Donald Trump has warned that his policies will be “violently” overturned if the Democrats win November’s mid-term elections.
The president told Evangelical leaders that the vote was a “referendum” on freedom of speech and religion, and that these were threatened by “violent people”.
President Trump appealed to conservative Christian groups for help, saying they were one vote away from “losing everything”.
Mid-term elections are widely seen as a test of President Trump’s popularity.
The president has been battling negative publicity after his ex-lawyer Michael Cohen and former campaign chief Paul Manafort were convicted earlier this month.
An audio recording of Donald Trump’s closed-door meeting with Evangelical leaders at the White House was leaked to US media.
During the meeting, President Trump said the mid-term elections were not just a referendum on him but also “on your religion, it’s a referendum on free speech and the First Amendment [guaranteeing basic freedoms]”.
He said: “It’s not a question of like or dislike, it’s a question that they will overturn everything that we’ve done and they will do it quickly and violently. And violently. There is violence. When you look at Antifa – these are violent people.”
Antifa – short for anti-fascist – is a conglomeration of left wing autonomous, self-styled anti-fascist militant groups in the United States. The far-left groups fight against far-right ideology and regularly clash with far-right demonstrators.
President Trump has previously criticized left-wing groups, infamously saying that there had been violence on “many sides” after a white nationalist killed a left-wing demonstrator at a white nationalist protest in Charlottesville last year.
Urging the Evangelical leaders to use their influence to swing voters, President Trump told them they had “tremendous power”.
He said: “In this room, you have people who preach to almost 200 million people. Depending on which Sunday we’re talking about.”

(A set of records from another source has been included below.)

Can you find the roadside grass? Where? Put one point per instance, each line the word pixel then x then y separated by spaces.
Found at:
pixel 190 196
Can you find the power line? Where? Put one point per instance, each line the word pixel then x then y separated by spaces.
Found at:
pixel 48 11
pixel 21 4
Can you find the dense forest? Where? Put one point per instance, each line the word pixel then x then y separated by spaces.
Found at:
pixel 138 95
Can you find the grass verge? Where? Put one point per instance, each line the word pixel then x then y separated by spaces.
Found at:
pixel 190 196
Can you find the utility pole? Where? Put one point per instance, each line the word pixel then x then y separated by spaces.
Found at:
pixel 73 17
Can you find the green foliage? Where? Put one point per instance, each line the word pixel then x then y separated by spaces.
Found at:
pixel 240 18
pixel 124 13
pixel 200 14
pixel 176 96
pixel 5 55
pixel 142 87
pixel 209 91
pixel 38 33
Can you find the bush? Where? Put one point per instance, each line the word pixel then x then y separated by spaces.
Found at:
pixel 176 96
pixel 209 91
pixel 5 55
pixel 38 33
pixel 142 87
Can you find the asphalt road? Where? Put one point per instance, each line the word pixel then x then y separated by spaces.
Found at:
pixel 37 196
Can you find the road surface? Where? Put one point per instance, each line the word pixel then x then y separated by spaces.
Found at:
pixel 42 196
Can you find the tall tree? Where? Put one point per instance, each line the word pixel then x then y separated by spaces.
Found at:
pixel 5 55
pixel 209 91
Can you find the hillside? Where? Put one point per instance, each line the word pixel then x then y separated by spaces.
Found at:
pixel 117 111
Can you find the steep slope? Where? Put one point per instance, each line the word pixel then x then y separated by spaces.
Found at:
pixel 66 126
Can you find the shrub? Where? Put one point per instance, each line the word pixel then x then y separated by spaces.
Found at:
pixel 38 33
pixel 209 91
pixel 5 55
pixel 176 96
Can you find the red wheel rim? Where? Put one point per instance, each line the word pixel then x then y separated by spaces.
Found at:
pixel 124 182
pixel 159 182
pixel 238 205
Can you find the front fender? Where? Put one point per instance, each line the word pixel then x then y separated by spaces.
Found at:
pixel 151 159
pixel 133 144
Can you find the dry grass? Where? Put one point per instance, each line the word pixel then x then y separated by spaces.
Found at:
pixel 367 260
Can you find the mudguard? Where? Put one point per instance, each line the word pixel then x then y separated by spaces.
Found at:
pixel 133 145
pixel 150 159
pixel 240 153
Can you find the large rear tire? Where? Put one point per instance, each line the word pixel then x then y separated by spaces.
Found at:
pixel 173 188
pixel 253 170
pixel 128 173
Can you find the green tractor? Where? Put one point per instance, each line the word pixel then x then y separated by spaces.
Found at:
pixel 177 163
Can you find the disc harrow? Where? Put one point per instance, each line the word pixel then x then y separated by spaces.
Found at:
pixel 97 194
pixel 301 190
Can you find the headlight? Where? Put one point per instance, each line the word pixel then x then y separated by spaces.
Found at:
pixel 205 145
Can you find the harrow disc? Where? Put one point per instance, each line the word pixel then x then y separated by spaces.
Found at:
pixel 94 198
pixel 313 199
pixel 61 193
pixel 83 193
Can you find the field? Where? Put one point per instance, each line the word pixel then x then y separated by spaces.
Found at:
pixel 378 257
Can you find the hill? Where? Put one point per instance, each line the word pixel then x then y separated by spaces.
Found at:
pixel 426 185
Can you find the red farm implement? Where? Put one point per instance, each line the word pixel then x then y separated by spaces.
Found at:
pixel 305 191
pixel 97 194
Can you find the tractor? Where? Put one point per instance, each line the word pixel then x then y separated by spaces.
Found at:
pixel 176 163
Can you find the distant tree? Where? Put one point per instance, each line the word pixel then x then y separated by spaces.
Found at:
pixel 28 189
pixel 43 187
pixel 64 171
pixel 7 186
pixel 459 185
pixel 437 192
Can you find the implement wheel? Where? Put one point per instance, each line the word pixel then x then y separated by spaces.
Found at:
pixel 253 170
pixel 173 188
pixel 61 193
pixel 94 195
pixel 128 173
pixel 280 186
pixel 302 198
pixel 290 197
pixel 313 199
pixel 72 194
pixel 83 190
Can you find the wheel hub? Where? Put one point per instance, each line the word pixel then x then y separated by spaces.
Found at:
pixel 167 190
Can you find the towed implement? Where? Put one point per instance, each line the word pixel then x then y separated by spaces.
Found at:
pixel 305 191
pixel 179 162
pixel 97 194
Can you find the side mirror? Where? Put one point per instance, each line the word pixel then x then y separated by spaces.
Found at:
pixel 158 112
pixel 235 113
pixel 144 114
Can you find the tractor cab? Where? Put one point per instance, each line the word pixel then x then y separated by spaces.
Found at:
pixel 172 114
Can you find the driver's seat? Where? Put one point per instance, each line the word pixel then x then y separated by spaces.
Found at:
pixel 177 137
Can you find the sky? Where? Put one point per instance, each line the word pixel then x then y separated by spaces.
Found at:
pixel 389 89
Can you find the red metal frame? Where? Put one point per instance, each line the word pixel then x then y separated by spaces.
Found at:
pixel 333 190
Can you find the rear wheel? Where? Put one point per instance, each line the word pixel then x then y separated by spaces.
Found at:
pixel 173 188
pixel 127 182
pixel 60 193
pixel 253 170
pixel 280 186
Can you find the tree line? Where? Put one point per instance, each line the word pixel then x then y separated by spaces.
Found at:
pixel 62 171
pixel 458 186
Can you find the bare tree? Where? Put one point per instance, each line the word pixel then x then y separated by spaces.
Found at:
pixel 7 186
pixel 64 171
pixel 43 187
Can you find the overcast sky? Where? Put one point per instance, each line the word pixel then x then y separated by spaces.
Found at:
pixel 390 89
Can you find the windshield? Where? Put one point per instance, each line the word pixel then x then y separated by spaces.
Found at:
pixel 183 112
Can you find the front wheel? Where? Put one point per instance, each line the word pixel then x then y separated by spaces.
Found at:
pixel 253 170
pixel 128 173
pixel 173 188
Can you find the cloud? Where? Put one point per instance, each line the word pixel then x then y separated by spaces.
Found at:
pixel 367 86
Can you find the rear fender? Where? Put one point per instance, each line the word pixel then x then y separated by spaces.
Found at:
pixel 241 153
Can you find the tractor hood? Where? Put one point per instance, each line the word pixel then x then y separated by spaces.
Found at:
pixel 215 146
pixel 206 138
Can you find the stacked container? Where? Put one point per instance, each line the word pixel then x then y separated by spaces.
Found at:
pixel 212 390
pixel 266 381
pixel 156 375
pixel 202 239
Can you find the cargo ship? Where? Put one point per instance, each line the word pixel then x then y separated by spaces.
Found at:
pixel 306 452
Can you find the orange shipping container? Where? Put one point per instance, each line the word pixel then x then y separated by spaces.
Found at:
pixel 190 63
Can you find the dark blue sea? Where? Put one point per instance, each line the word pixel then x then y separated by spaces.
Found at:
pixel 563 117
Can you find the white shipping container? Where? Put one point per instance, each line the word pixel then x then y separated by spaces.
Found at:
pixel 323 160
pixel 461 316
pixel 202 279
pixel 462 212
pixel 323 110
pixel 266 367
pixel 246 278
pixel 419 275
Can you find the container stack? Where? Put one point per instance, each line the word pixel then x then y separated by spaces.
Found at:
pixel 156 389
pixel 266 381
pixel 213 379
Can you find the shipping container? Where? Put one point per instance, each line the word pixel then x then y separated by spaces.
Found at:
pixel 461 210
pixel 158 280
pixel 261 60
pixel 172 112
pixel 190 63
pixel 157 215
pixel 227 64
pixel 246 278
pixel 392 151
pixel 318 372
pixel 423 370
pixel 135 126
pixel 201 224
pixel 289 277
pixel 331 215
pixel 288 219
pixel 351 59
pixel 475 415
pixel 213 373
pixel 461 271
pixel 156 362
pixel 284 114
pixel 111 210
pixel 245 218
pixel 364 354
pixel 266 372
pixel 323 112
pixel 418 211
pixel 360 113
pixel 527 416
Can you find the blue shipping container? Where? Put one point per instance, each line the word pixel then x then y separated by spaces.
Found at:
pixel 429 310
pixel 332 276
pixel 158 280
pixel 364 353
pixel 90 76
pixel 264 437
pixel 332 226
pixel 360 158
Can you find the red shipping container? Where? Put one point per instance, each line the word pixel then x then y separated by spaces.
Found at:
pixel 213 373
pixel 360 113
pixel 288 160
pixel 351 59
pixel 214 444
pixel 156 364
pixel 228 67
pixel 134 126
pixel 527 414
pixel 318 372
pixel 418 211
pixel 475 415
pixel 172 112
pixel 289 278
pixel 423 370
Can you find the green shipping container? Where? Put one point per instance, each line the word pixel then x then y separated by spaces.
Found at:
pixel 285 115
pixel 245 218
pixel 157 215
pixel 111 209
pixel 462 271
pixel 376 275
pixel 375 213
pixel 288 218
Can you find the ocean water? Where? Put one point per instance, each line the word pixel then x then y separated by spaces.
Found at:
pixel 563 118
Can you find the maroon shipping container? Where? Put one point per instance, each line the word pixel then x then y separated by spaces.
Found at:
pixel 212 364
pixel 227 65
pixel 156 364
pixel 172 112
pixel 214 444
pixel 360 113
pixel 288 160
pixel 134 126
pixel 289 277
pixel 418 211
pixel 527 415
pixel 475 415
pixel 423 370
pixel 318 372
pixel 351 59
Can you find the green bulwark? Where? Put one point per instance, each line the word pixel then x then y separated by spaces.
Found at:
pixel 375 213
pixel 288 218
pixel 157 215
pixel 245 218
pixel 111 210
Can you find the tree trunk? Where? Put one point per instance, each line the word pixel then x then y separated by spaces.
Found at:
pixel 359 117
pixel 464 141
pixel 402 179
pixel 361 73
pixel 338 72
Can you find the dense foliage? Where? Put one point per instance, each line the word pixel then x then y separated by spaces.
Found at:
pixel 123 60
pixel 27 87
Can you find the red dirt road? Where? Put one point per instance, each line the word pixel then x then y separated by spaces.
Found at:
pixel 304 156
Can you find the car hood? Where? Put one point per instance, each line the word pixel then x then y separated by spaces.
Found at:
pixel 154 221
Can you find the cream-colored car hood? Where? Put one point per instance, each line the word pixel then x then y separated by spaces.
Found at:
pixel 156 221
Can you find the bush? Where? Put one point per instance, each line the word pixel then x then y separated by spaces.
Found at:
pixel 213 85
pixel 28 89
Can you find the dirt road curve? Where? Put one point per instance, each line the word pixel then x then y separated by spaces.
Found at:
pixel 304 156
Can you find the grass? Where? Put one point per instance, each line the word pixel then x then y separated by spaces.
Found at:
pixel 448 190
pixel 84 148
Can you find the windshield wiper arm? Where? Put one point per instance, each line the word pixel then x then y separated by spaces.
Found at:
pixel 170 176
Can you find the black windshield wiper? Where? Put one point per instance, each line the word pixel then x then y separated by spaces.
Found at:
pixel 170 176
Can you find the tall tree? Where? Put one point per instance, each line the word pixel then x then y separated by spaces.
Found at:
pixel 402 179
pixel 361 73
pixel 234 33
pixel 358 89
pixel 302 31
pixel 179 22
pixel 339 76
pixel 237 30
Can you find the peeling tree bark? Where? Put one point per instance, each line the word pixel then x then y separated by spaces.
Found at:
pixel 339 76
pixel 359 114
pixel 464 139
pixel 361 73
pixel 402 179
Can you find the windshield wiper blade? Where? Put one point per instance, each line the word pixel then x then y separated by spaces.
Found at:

“Little thing: Merry Christmas, right? You couldn’t say <<Merry Christmas>>,” he added, according to media reports.
President Trump himself is not up for re-election, but his ability to govern in the final two years of his term will hinge upon the November 6 outcome.
All 435 members of the House of Representatives, 35 seats in the 100-member Senate and 36 out of 50 state governors, along with many state and local offices, are up for election.